To start, make sure you have the dlnm
package installed on your computer, and then load
it in your R session. This package has a function called crossbasis
that lets you build
a crossbasis function to use in a regression model. We’ll talk more about these types
of functions later in this chapter; for right now, we’ll be a bit simpler and just use it
to create our spline function of temperature.
In the crossbasis
function, you start by putting in the vector of the variable that you
want to expand into basis variables. In our case, this is temperature, which we have saved
as the tmean
column in the obs
dataset. You use the argvar
to give some information
about the basis you want to use for that variable. This will both include the type of
basis function ("ns"
for a natural cubic spline), and then also arguments you want to
pass to that basis function, like degrees of freedom (df
) or knot locations (knots
)
if you’re fitting a spline. The other arguments allow you to specify a function of lagged
time; we won’t use that yet, so you can just include lag = 0
and arglag = list(fun = "integer")
to create a crossbasis where we only consider same-day effects in a simple way.
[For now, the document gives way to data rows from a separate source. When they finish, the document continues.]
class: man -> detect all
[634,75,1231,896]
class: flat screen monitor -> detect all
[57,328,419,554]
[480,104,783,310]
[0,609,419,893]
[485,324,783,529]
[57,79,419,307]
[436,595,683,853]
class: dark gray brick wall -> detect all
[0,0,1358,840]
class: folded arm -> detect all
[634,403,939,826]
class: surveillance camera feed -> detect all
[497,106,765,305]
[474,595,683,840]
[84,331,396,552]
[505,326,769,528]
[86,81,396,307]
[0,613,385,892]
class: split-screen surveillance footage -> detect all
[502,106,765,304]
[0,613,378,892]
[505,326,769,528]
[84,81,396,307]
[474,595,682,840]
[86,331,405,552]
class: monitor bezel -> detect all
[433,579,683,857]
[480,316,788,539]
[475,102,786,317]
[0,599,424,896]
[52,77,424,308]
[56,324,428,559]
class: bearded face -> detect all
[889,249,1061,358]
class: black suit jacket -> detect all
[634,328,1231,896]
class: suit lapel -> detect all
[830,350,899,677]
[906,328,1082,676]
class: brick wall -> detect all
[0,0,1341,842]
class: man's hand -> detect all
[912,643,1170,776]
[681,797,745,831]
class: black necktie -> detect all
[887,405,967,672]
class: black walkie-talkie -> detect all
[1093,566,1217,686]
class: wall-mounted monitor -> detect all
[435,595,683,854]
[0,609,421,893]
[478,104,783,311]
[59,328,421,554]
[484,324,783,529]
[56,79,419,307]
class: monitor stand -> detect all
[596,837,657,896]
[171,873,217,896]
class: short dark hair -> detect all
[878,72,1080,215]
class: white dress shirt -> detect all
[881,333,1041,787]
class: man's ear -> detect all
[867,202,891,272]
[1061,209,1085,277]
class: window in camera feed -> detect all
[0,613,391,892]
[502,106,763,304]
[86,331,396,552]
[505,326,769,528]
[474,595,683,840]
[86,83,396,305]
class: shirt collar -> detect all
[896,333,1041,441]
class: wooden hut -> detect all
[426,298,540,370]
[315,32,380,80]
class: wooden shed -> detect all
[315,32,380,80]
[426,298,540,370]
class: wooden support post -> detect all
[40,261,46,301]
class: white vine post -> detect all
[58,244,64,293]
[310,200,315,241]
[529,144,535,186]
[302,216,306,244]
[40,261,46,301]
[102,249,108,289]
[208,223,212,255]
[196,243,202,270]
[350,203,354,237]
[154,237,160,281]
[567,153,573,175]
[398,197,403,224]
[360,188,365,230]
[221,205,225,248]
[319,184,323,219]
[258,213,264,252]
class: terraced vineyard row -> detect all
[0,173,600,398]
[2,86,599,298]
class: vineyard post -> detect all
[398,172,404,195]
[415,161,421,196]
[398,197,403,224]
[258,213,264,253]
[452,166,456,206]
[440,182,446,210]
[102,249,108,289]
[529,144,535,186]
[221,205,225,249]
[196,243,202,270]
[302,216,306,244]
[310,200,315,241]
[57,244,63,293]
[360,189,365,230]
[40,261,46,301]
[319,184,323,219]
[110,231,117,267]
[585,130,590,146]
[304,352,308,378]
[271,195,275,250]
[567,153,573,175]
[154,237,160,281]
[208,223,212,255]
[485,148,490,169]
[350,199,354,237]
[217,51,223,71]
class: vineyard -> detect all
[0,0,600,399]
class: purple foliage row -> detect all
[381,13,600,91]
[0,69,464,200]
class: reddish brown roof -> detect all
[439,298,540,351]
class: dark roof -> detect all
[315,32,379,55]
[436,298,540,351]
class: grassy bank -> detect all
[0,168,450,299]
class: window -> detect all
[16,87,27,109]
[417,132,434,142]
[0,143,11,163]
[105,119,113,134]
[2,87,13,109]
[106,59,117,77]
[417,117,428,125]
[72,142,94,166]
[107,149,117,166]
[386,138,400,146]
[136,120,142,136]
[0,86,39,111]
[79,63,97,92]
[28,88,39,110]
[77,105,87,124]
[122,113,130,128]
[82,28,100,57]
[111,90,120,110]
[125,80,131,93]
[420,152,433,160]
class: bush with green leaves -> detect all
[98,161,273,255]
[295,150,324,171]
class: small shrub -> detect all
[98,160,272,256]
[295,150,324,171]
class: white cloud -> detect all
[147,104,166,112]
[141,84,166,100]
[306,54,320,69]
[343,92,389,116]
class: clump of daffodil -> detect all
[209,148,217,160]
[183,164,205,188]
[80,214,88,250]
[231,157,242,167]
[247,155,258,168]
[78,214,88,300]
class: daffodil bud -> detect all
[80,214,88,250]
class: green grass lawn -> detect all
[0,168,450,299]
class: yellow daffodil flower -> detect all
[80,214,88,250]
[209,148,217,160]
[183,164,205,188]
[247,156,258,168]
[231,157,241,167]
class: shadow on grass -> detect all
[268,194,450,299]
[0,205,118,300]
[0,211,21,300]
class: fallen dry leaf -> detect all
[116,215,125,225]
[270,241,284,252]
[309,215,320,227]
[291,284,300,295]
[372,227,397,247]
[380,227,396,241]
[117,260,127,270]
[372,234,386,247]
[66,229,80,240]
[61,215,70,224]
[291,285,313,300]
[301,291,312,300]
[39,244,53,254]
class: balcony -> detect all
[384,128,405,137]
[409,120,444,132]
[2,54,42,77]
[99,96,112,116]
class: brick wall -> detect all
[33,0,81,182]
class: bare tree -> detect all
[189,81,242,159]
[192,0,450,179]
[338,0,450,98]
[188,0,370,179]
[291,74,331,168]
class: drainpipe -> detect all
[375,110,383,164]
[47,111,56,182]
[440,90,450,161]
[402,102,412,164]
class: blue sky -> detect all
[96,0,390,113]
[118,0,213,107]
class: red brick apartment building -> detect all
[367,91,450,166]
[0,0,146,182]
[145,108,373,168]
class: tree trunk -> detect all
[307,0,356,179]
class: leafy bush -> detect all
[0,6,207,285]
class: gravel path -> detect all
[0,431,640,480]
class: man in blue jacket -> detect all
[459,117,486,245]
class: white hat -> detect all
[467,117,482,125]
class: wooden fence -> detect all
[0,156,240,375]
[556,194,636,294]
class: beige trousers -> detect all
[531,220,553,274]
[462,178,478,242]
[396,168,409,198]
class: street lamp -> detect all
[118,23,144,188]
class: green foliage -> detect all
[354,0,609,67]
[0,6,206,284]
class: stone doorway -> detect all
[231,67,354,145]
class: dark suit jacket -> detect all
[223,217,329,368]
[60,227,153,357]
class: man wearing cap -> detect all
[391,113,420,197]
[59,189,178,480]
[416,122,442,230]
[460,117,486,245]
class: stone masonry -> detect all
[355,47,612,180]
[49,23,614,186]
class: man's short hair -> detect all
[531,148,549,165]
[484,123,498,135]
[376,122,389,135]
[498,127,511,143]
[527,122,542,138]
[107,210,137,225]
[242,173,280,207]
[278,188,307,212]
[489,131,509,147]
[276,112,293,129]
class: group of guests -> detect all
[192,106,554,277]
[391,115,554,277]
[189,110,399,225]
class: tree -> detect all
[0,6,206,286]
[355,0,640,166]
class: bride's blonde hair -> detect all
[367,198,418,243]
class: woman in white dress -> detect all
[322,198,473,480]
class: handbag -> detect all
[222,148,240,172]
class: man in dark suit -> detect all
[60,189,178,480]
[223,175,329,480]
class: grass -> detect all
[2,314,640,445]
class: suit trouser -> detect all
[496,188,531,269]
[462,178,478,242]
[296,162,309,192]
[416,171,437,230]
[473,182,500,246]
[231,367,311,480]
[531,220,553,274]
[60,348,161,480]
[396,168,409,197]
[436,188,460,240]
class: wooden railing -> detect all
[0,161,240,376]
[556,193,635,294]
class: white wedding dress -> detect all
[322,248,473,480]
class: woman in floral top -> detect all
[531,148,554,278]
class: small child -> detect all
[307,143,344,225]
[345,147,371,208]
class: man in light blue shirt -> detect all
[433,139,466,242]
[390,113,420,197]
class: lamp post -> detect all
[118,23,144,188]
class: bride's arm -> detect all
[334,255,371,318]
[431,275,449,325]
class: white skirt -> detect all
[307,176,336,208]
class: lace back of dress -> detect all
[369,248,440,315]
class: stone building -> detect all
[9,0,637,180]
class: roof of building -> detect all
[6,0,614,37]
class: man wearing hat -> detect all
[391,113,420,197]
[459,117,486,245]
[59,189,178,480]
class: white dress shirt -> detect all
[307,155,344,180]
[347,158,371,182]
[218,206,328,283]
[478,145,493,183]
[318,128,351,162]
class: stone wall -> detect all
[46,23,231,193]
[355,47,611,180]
If you look at the output, you’ll see it’s very similar to the basis created by the
ns
call earlier (in fact, the values in each column should be identical):
library(dlnm)
temp_basis <- crossbasis(obs$tmean, lag = 0,
argvar = list(fun = "ns", df = 4),
arglag = list(fun = "integer"))
temp_basis %>%
head()
## v1.l1 v2.l1 v3.l1 v4.l1
## [1,] 0.1769619 -0.20432696 0.4777110 -0.2733841
## [2,] 0.2860253 -0.19686120 0.4602563 -0.2633951
## [3,] 0.2049283 -0.20410506 0.4771922 -0.2730872
## [4,] 0.2770456 -0.19804188 0.4630167 -0.2649748
## [5,] 0.4012496 -0.17595974 0.4113892 -0.2354295
## [6,] 0.6581858 -0.09844302 0.2476396 -0.1417190
To estimate the regression coefficients, we’ll put this whole crossbasis in as one of
our terms in the glm
regression equation:
dlnm_mod_1 <- glm(all ~ temp_basis + factor(dow, ordered = FALSE) +
ns(time, df = 158),
data = obs, family = "quasipoisson")
As when we fit the spline earlier, you can see that this gives us a set of coefficients, one for each column in the matrix of crossbasis variables:
## # A tibble: 4 × 5
## term estimate std.error statistic p.value
## <chr> <dbl> <dbl> <dbl> <dbl>
## 1 temp_basisv1.l1 -0.0700 0.0135 -5.18 2.30e- 7
## 2 temp_basisv2.l1 -0.0660 0.0126 -5.24 1.61e- 7
## 3 temp_basisv3.l1 0.0110 0.0313 0.350 7.26e- 1
## 4 temp_basisv4.l1 0.347 0.0177 19.6 2.02e-83
However, there’s an advantage with using crossbasis
, even though it’s looked pretty similar
to using ns
up to now. That’s that there are some special functions that let us predict
and visualize the model results without having to do all the work we did before.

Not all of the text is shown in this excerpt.